💫ミモザが何故死にいたろうと思ったのか…そこへ至るまでの簡単なストーリーです


✴︎生前のミモザは今と変わらず星が大好きでずっと星空を眺めていても飽きなかった少年でした。ただ、ただ彼の純粋な興味心と探究心はどれだけ時間が経とうと年月が経とうと一向に褪せることがなかった。ただそれもあって同年代の子達とは興味を示すものが違かった様で彼はあまり交流を持とうとしていなかった。しかしそんな中、ミモザが後に想いを寄せてる事となったある少女はミモザの話を楽しげに聞いてくれた。それは星しか興味を持たなかった彼にとって未知の存在であり、次第に近くありながらもでも星の様に遠くある彼女が愛おしかった。

✴︎その子に星の話をする時は星を眺めてる時と同じくらい不思議と満ちた気持ちになった。こんな事初めてだった。しかし……そんな柔らかな甘酸っぱい時間はそう長くは続かなかった。生前のミモザが12歳になった頃、想いを寄せる少女の親が再婚をすると言うことで引っ越しが決まった。子どもではどうにもならない状況だった。聞けばかなり遠くの街の方へ移り住むとの事。子どもの足で向かうには難しかった。

✴︎お別れの際、生前のミモザは沢山伝えたいことはあったけど上手く言葉にできなかった。星の話ばかりでさよならをする彼女を少しでも笑顔にする言葉が彼には思いつかなかったから。

✴︎無言のまま立ち尽くす生前のミモザへ彼女は「あなたに私とお婆さまだけの秘密を教えてあげる」と言った。そうしてそっと生前のミモザの耳元まで顔を近づけ『人は死んだら星になるそうよ』と彼女は囁いた。ブワッと耳を中心に熱を持ち始める……「もし、大人になるまで私たちが再開することができなくとも星を愛するあなたなら私を探せるでしょ?きっと遠く離れたとしても私もあなたを見つけられると思うから」と言い残す彼女をただ見送ることしかできなかった。彼女が最後に残した言葉はなんども反射し忘れることができなかった。そうして時間が経つに連れて生前のミモザはこの時子どもの無力さを感じたが、同時に必ず再開することを強く、強く誓った瞬間だった。

✴︎彼女と別れる事となった12歳の年にミモザが住んでいた国ではロケットが上がり衛星が宇宙に上がった。
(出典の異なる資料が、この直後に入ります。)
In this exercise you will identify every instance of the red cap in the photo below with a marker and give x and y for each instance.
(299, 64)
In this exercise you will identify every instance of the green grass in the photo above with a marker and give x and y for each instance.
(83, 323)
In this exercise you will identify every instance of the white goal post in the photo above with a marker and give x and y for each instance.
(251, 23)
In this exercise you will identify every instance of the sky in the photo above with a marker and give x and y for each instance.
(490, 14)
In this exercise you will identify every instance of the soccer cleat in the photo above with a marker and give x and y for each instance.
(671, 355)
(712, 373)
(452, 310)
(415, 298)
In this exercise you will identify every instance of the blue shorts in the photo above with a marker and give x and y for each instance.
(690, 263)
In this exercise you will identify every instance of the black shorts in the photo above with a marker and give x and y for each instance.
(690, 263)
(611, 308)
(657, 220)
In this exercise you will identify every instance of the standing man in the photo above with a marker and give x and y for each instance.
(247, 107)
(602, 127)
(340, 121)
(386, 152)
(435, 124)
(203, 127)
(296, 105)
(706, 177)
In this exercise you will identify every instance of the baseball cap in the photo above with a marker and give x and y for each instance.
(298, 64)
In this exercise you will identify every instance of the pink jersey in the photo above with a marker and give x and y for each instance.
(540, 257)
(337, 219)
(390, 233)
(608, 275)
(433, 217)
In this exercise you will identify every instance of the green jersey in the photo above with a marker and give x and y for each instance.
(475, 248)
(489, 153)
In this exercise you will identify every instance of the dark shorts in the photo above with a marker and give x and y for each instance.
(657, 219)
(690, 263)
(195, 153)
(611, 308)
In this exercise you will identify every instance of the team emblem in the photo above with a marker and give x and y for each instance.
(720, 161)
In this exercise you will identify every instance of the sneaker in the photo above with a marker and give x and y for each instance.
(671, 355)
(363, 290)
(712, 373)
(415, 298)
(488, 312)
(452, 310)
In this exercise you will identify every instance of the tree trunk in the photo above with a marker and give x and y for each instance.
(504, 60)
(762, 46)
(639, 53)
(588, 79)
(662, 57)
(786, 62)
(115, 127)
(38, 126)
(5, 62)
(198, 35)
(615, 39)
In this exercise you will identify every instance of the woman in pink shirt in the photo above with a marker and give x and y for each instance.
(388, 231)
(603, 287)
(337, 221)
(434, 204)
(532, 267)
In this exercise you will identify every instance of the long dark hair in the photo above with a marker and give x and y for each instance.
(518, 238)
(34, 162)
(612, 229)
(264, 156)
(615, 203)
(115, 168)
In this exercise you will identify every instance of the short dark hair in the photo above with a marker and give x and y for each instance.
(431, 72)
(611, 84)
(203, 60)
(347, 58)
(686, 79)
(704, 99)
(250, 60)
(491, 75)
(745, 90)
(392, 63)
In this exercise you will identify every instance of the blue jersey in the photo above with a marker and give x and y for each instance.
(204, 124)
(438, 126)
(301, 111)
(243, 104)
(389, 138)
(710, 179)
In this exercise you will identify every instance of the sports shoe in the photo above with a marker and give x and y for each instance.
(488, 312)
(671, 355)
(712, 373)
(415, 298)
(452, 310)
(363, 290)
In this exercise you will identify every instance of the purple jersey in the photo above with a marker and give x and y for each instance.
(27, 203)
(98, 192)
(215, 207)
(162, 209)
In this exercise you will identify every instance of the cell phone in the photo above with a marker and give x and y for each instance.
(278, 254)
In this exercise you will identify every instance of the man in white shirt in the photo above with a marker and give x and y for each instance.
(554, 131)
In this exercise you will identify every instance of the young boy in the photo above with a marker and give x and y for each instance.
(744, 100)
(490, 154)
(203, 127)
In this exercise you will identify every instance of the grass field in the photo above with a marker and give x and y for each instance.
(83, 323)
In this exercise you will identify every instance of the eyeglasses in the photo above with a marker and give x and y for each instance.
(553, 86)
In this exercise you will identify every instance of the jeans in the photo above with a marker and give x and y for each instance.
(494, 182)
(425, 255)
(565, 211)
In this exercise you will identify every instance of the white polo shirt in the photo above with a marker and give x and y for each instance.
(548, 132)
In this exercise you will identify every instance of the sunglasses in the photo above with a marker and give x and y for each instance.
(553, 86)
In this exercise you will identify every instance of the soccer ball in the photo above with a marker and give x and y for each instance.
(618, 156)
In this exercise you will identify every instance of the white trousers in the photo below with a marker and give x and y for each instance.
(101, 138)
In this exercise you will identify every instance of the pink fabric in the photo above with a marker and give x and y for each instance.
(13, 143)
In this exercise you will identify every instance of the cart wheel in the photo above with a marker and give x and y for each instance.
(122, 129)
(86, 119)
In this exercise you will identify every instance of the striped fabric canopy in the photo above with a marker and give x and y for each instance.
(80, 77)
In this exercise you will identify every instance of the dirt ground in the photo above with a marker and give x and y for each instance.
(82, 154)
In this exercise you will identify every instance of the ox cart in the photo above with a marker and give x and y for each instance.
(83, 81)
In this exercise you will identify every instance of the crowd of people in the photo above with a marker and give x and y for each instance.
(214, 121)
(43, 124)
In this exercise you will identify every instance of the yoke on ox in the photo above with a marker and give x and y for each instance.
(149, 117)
✴︎13歳になった春に風の噂で知る。それはあまりにも信じ難い話だった。彼女が向かった土地では流行り病が起こったとの事、そして残念ながら彼女もその病にかかり死んだことを……生前のミモザは家を飛び出す、必ず彼女の約束を果たす為に!でもどれだけ懸命に空を見上げて何度も何度も彼女の名前を呼びながら探しても彼女の星は見つからなかった。

✴︎毎日毎日見ても彼女の星が分からない、気づけば半年経った。ボクだけが夏を迎えて星空は変わらず輝いている。生前のミモザは考えた「もしかしたらあの子の星はまだ小さくて光がか細いのかもしれない」「ならボクが同じところに行けば必ず見つけられるはず」と………13歳の彼は決意する。長い旅になるかもしれないがそれでもあの子を見つけると言うその約束を、願いを叶えることを。自分も星になって同じ場所に立てば近づけると思ったから。

ある晩、波も立たぬ静かな水面は星空が映りまるで宇宙のようだった。湖へ足を入れる生前のミモザは恐怖心などなかった。寧ろ希望と叶えたい願いだけを胸に歩みを続ける。これは長い旅の始まり。